I was raised as a skeptical Humanist, before we really had the word “Humanist” to call ourselves, we used “Agnostic”. I was also raised to believe that EVERY Human is equal, and deserves equal rights. That means all people, regardless of ethnicity, religion or lack thereof, creed, or sexual orientation. I was also raised to appreciate diversity in a part of the United States that has almost no diversity. (Montana has just barely over 1 Million people which are counted in the last census as being 89.7% White, 6.5% Native American, 3.1% Hispanic, 2.5% Multiracial.) How monochromatically depressing.
My home county and town were even more monochromatic, and it was only when I got into high school and we moved to a University town in Montana that I met people of diverse backgrounds. I turned into a sponge, I wanted to learn all I could about who these individuals were, and I was fascinated to hear their stories of who they were, where they came from, where they grew up all around the world, how it was different than where we were at.
With the lack of religious indoctrination, I also didn’t have any learned distrust, dislike, disgust or fear of people who were different than me, so I didn’t see anything that could be “wrong” with someone loving another person of the same sex, and didn’t fully understand about transgender issues until much later, but still knew that they were people who just want to live a life that is honest with themselves about who they are inside, and there’s nothing wrong with that, it’s actually something to be appreciated, as any person who lives according to who they are inside, when it doesn’t match the outside, is a very brave individual. I can only appreciate their honesty and bravery, for that is what it is.
When the LGBT movement started to gain momentum, I was instantly an Ally. I knew that it was the RIGHT thing, because everyone MUST HAVE equal rights. This is undeniable, no matter how hard some people seem to believe that it can be denied. Around 2009, my step-daughter came out to her dad and myself. I kind of had an idea that she was a lesbian, but waited for her to decide when to tell us. She instantly had unquestionable, unconditional love and support from both her dad and myself.

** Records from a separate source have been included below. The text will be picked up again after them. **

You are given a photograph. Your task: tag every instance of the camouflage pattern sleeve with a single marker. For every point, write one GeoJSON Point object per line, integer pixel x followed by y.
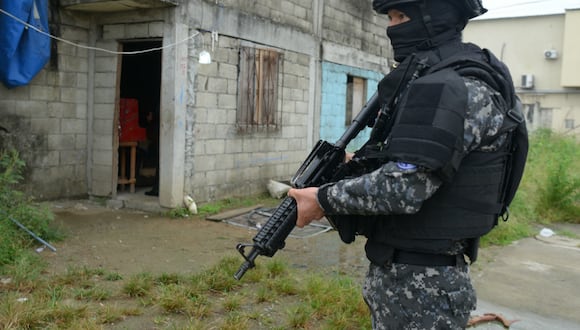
{"type": "Point", "coordinates": [398, 188]}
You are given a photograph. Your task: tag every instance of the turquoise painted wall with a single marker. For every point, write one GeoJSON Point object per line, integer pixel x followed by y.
{"type": "Point", "coordinates": [332, 114]}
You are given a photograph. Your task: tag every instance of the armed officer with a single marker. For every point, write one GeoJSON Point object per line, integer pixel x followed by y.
{"type": "Point", "coordinates": [435, 172]}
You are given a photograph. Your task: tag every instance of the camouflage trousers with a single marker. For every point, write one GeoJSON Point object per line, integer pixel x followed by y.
{"type": "Point", "coordinates": [402, 296]}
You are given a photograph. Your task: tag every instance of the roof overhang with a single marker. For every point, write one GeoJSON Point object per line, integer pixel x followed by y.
{"type": "Point", "coordinates": [104, 6]}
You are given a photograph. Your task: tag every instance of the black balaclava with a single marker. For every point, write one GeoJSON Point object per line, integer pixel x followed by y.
{"type": "Point", "coordinates": [445, 24]}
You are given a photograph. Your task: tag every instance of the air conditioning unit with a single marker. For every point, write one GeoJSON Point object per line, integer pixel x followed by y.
{"type": "Point", "coordinates": [551, 54]}
{"type": "Point", "coordinates": [527, 81]}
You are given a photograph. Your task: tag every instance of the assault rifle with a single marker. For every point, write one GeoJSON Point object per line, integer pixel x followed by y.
{"type": "Point", "coordinates": [320, 167]}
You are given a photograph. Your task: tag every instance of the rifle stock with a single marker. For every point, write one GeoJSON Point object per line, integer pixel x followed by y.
{"type": "Point", "coordinates": [319, 168]}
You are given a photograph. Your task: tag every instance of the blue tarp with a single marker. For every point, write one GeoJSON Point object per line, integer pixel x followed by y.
{"type": "Point", "coordinates": [23, 50]}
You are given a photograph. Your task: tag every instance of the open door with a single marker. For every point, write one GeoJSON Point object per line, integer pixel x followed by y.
{"type": "Point", "coordinates": [139, 113]}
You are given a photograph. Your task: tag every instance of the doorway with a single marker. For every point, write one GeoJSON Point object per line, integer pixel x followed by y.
{"type": "Point", "coordinates": [139, 92]}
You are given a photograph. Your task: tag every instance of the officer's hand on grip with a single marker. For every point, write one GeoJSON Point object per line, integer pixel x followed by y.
{"type": "Point", "coordinates": [307, 204]}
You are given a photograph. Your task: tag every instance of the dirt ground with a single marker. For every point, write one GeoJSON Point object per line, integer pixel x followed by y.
{"type": "Point", "coordinates": [129, 242]}
{"type": "Point", "coordinates": [519, 276]}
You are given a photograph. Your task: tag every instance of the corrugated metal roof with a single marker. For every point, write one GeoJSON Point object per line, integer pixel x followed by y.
{"type": "Point", "coordinates": [525, 8]}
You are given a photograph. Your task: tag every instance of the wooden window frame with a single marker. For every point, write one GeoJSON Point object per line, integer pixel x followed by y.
{"type": "Point", "coordinates": [259, 89]}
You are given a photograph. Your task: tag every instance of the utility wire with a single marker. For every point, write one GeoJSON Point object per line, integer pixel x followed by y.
{"type": "Point", "coordinates": [96, 48]}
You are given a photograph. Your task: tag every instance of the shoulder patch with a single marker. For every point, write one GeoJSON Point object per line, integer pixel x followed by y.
{"type": "Point", "coordinates": [406, 166]}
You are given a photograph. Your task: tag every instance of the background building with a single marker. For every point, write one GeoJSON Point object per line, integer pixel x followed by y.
{"type": "Point", "coordinates": [538, 41]}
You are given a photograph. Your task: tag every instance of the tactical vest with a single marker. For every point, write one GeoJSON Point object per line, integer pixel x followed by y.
{"type": "Point", "coordinates": [473, 194]}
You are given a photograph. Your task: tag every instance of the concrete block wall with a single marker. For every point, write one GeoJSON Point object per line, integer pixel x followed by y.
{"type": "Point", "coordinates": [46, 120]}
{"type": "Point", "coordinates": [353, 23]}
{"type": "Point", "coordinates": [220, 160]}
{"type": "Point", "coordinates": [295, 13]}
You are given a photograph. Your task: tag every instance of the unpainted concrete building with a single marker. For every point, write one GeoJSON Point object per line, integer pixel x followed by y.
{"type": "Point", "coordinates": [282, 75]}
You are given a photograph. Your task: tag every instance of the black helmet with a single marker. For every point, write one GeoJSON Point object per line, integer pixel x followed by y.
{"type": "Point", "coordinates": [470, 8]}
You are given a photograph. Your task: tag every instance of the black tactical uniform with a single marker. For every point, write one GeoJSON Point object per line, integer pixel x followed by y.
{"type": "Point", "coordinates": [441, 174]}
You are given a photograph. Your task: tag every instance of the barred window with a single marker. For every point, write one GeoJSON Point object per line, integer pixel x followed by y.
{"type": "Point", "coordinates": [258, 88]}
{"type": "Point", "coordinates": [356, 91]}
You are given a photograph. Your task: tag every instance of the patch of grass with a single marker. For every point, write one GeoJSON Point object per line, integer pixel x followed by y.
{"type": "Point", "coordinates": [139, 285]}
{"type": "Point", "coordinates": [549, 191]}
{"type": "Point", "coordinates": [17, 207]}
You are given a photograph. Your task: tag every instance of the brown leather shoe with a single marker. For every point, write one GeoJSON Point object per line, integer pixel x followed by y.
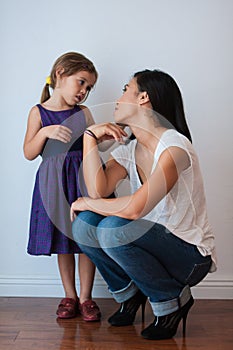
{"type": "Point", "coordinates": [68, 308]}
{"type": "Point", "coordinates": [89, 311]}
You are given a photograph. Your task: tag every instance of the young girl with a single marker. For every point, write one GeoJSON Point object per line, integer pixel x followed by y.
{"type": "Point", "coordinates": [54, 131]}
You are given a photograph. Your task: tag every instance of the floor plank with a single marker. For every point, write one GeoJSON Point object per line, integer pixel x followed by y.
{"type": "Point", "coordinates": [31, 323]}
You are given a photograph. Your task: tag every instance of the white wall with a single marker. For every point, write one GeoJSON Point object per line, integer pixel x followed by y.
{"type": "Point", "coordinates": [191, 40]}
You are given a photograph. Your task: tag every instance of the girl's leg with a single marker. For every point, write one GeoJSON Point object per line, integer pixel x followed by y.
{"type": "Point", "coordinates": [68, 306]}
{"type": "Point", "coordinates": [66, 263]}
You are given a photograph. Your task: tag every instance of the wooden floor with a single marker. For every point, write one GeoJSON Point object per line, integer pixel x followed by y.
{"type": "Point", "coordinates": [31, 323]}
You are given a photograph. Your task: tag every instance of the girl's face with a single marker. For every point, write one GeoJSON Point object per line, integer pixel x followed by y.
{"type": "Point", "coordinates": [75, 88]}
{"type": "Point", "coordinates": [128, 104]}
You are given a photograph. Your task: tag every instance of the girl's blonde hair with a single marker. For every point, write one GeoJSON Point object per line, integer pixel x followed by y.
{"type": "Point", "coordinates": [71, 63]}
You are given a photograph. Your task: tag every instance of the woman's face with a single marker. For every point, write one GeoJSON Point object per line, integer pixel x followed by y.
{"type": "Point", "coordinates": [128, 104]}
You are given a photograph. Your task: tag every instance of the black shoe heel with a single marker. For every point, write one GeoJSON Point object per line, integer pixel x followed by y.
{"type": "Point", "coordinates": [143, 305]}
{"type": "Point", "coordinates": [125, 315]}
{"type": "Point", "coordinates": [184, 322]}
{"type": "Point", "coordinates": [165, 327]}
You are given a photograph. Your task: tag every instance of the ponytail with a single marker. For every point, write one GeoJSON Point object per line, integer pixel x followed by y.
{"type": "Point", "coordinates": [45, 94]}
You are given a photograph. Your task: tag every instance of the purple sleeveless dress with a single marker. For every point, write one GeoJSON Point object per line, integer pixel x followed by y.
{"type": "Point", "coordinates": [59, 182]}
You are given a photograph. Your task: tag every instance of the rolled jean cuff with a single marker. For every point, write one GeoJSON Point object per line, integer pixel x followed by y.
{"type": "Point", "coordinates": [167, 307]}
{"type": "Point", "coordinates": [124, 294]}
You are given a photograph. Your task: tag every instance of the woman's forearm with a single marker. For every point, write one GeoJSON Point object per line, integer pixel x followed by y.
{"type": "Point", "coordinates": [92, 167]}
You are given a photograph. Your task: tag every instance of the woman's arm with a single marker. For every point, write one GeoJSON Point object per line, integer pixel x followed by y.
{"type": "Point", "coordinates": [171, 163]}
{"type": "Point", "coordinates": [36, 136]}
{"type": "Point", "coordinates": [100, 182]}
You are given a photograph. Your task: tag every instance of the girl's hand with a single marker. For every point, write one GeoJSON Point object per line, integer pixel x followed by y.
{"type": "Point", "coordinates": [78, 205]}
{"type": "Point", "coordinates": [108, 131]}
{"type": "Point", "coordinates": [58, 132]}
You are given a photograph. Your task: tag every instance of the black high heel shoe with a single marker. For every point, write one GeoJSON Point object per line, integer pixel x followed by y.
{"type": "Point", "coordinates": [165, 327]}
{"type": "Point", "coordinates": [125, 315]}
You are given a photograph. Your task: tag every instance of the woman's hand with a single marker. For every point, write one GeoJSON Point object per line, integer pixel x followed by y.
{"type": "Point", "coordinates": [108, 131]}
{"type": "Point", "coordinates": [79, 205]}
{"type": "Point", "coordinates": [58, 132]}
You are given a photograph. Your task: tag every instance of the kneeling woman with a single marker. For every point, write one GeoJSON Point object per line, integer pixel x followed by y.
{"type": "Point", "coordinates": [155, 243]}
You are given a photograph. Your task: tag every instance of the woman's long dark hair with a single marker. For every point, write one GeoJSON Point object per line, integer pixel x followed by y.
{"type": "Point", "coordinates": [165, 97]}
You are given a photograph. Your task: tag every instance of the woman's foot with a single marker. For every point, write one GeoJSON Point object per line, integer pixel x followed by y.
{"type": "Point", "coordinates": [165, 327]}
{"type": "Point", "coordinates": [90, 310]}
{"type": "Point", "coordinates": [125, 315]}
{"type": "Point", "coordinates": [68, 308]}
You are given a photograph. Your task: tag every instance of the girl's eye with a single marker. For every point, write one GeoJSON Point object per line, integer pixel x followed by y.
{"type": "Point", "coordinates": [125, 88]}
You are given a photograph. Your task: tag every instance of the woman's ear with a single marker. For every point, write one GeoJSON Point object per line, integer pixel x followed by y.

I am very proud of her for standing strong and being true to herself.
In 2013, I joined the LGBT Colleague Resource Group at work, and then I decided it was not enough to be a vocal ally for my friends and colleagues, so in September 2013, I became an ordained minister through both the First Church of Atheism and American Marriage Ministries. I’ve decided that I will use this title of Minister when I write to legislators about Marriage Equality, and as soon as the state of Arizona has been forced to eliminate Article 20 as unconstitutional, I’ll be taking a couple days off from work to go to the local courthouse to officiate as many marriages as I can before the stay for Appeal can be initiated (because I know Arizona is probably going to fight the decision of the Circuit court judge, like too many other states are doing. Once married, the State must recognize it.)
At the end of the day, I’m just a mom who wants my son and my step-daughter to each have the opportunity to marry the woman they love. I hope to be the one to officiate my step-daughter’s wedding. That would make me very happy. In the meantime, I will still be offering my services for that lucky day.